Pemadaman listrik dalam waktu dekat ini menjadi sesuatu yang fenomenal. Durasi lama dan jangkauan luas menjadikan tanggapan akan kejadian byar pet ini hangat diperbincangkan. Terlebih di era sosial media telah menyentuh hampir semua lapisan masyarakat seperti saat ini, maka peristiwa apapun sangat cepat naik menjadi berita yang bisa dikonsumsi banyak orang. Naiknya berita perlu media, yaitu gadget yang nyalanya mengandalkan energy listrik. Sehingga sangat wajar jika listrik terganggu, pengguna gadget mudah saling mengabarkan kejadian. Dalam bentuk analisis, meme, ataukah satire tentang peristiwa yang tengah berlangsung.

Terkait masalah pemadaman ini, banyak pelajaran yang bisa direnungkan. Terganggunya aktivitas sebagian masyarakat sudah pasti, sebab banyak sekali kegiatan masyarakat yang dewasa ini mengandalkan tenaga listrik. Dinyatakan oleh Wakil Ketua Umum Kamar Dagang dan Industri (Kadin) DKI Jakarta Sarman Simanjorang  memperkirakan, kerugian sektor usaha dan layanan publik akibat listrik padam bisa mencapai triliunan rupiah. "Kita agak sulit menghitung angka kerugian, tetapi jika dilihat dari banyaknya sektor usaha dan pelayanan publik yang terimbas, bisa mencapai triliunan," ujar Sarman, Selasa (6/8/2019). 

Pemadaman listrik selama hampir 8 jam, kata Sarman, telah melumpuhkan berbagai aktivitas bisnis dan pelayanan publik. Sebab, aktivitas bisnis dan pelayanan publik sangat bergantung pada pelayanan PLN. Sejumlah industri yang mengalami kerugian di antaranya industri kuliner, konveksi, restoran, kafe, katering, transportasi online, SPBU, bengkel, hingga mebel. Sementara itu, pelayanan publik yang hampir lumpuh antara lain moda raya terpadu (MRT), commuter line, ATM, pelayanan pintu tol, jaringan komunikasi, pelayanan kesehatan, dan lalu lintas (megapolitan.kompas.com, 07/08/2019). 

Dari sini kemudian muncul pertanyaan besar siapa yang harus bertanggung jawab. Pasalnya penyebab kematian listrik sempat dituduhkan ke pohon sengon.

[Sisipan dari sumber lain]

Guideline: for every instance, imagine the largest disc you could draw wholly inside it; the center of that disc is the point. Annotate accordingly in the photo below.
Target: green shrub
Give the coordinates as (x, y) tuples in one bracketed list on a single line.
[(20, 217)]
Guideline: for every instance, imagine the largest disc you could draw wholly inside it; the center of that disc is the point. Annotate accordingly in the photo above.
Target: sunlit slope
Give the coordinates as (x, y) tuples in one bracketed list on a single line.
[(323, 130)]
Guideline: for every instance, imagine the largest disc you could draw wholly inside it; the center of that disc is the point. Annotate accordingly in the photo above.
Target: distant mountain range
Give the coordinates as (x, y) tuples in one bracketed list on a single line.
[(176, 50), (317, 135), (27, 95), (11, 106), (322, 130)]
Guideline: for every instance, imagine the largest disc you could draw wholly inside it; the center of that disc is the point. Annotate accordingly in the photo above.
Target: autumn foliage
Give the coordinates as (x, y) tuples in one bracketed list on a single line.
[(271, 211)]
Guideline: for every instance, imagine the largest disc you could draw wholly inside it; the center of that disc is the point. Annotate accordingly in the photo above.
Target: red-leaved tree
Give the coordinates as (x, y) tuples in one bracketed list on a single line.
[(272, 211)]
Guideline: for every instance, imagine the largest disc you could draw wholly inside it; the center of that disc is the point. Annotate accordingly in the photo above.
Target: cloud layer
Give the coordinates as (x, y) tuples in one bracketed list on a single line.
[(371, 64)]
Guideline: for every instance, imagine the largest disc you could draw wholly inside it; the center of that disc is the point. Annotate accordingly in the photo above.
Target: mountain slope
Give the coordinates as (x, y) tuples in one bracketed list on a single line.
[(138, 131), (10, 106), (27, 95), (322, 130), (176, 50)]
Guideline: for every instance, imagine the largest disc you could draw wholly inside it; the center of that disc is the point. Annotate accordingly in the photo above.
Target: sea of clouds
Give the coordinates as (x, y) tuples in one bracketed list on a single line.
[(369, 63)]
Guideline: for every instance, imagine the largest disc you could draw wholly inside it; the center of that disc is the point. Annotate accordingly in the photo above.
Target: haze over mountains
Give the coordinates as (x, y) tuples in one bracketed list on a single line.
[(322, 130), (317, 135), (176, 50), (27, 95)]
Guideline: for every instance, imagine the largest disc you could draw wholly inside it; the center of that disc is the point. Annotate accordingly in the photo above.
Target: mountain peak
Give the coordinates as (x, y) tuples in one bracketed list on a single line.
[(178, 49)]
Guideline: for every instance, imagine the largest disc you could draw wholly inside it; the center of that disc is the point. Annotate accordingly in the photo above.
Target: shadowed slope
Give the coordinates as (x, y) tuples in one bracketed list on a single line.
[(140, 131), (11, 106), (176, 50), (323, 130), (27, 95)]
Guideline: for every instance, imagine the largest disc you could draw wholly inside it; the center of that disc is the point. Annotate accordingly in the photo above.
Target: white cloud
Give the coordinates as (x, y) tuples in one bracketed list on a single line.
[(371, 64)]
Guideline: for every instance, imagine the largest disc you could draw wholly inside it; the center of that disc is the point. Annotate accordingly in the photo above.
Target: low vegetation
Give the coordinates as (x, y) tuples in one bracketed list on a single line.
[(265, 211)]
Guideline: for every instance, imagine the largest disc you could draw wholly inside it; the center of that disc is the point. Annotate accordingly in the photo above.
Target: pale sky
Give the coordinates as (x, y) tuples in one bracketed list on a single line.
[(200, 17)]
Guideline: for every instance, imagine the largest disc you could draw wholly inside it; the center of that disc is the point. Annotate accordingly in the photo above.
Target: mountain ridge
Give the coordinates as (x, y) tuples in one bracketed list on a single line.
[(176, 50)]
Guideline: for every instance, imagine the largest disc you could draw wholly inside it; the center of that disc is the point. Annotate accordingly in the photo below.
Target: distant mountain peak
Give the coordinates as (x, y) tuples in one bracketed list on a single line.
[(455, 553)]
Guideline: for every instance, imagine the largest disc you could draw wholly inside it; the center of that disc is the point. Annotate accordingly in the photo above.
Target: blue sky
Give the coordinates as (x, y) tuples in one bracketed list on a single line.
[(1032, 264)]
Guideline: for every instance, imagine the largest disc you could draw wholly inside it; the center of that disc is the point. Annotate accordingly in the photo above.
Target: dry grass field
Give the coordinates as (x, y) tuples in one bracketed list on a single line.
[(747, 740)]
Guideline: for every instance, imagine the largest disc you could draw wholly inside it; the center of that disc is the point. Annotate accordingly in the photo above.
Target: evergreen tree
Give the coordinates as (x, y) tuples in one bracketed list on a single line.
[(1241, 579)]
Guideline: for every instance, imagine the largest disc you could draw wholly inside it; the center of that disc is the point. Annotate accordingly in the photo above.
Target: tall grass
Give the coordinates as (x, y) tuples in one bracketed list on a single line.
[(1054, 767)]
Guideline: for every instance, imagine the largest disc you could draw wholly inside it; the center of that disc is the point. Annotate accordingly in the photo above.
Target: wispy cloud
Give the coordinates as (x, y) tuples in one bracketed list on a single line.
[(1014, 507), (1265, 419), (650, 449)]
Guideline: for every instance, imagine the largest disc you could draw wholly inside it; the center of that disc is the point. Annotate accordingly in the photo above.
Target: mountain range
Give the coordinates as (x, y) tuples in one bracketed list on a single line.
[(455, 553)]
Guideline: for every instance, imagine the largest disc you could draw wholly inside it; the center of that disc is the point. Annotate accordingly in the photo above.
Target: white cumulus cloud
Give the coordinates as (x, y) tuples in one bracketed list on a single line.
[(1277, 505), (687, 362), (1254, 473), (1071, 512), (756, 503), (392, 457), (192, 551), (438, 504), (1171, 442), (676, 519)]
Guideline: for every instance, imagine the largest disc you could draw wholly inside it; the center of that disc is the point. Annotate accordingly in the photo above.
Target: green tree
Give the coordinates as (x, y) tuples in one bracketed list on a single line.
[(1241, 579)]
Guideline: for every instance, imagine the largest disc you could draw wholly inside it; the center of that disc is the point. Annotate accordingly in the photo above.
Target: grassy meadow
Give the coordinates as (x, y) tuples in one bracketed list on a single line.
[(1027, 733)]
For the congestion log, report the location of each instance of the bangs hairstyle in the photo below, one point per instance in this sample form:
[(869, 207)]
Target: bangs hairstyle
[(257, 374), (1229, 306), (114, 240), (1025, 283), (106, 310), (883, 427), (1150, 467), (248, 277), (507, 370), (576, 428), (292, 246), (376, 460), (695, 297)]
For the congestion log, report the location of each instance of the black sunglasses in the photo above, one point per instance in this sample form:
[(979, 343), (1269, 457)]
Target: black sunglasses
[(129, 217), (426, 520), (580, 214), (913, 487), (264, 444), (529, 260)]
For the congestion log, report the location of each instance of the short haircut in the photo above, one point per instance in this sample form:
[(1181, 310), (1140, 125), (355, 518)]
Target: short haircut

Bahkan CNBCIndonesia.com (06/08/2019), menuliskan selain pohong sengon, rupanya ada lima pohon lain yang diduga menjadi penyebab blackout wilayah Jabodetabek dan sebagian pulai Jawa pada 4-5 Agustus 2019 kemarin. Kini pohon-pohon itu tengah diselidiki oleh pihak kepolisian.

Sesuatu yang perlu mendalam sekali direnungkan, bahwa dalam kondisi gelap seperti ini, investigasi dilakukan pada benda di luar manusia dan piranti jaringan itu sendiri. Mengapa tidak fokus pada jalur yang terganggu? Murni pohon ataukah memang ada problem lainnya? Ada pengoperasian yang melewati standar atau bagaimana? Seyogyanya ada pendetailan di piranti terkait sebelum ke yang lain. Terlebih gangguang listrik menyangkut hajat hidup orang banyak. Tak dapat dikesampingkan. Justru harus mendapat perhatian utama.

Perenungan terkait hajat hidup orang banyak ini akhirnya sampai pada masa lalu, tatkala Islam masih dijadikan patokan dalam seluruh aspek kehidupan, termasuk dalam mengatur energy kelistrikan. Dalam pandangan Islam, listrik merupakan bahan bakar masuk dalam kategori ’api (energi)’ yang merupakan milik umum. Nabi bersabda: "Kaum Muslim berserikat dalam tiga perkara: padang rumput (kebun/hutan), air, dan api (energi)." [HR Ahmad]. Termasuk dalam kategori api (energi) tersebut adalah berbagai sarana dan prasarana penyediaan listrik seperti tiang listrik, gardu, mesin pembangkit, dan sebagainya.

Sebagai milik umum yang keberadaannya juga membutuhkan energy, maka sumber energy bagi listrik juga milik umum. Abyadh bin Hammal ra. bercerita: "Ia pernah datang kepada Rasulullah saw. dan meminta diberi tambang garam. Lalu Rosulullah memberikannya. Ketika ia pergi, seorang laki-laki yang ada di majelis itu berkata kepada Rosulullah, “Ya Rosulullah, tahukah Anda apa yang Anda berikan, tidak lain Anda memberinya laksana air yang terus mengalir.” Kemudian Rosulullah menarik pemberiannya dari Abyadh bin Hammal." [HR Abu Dawud, at-Tirmidzi, Ibn Majah, Ibn Hibban]. Karena milik umum, bahan tambang seperti migas dan batu bara tidak boleh dikelola secara komersil baik oleh perusahaan milik negara maupun pihak swasta. Juga tidak boleh mengkomersilkan hasil olahannya seperti listrik.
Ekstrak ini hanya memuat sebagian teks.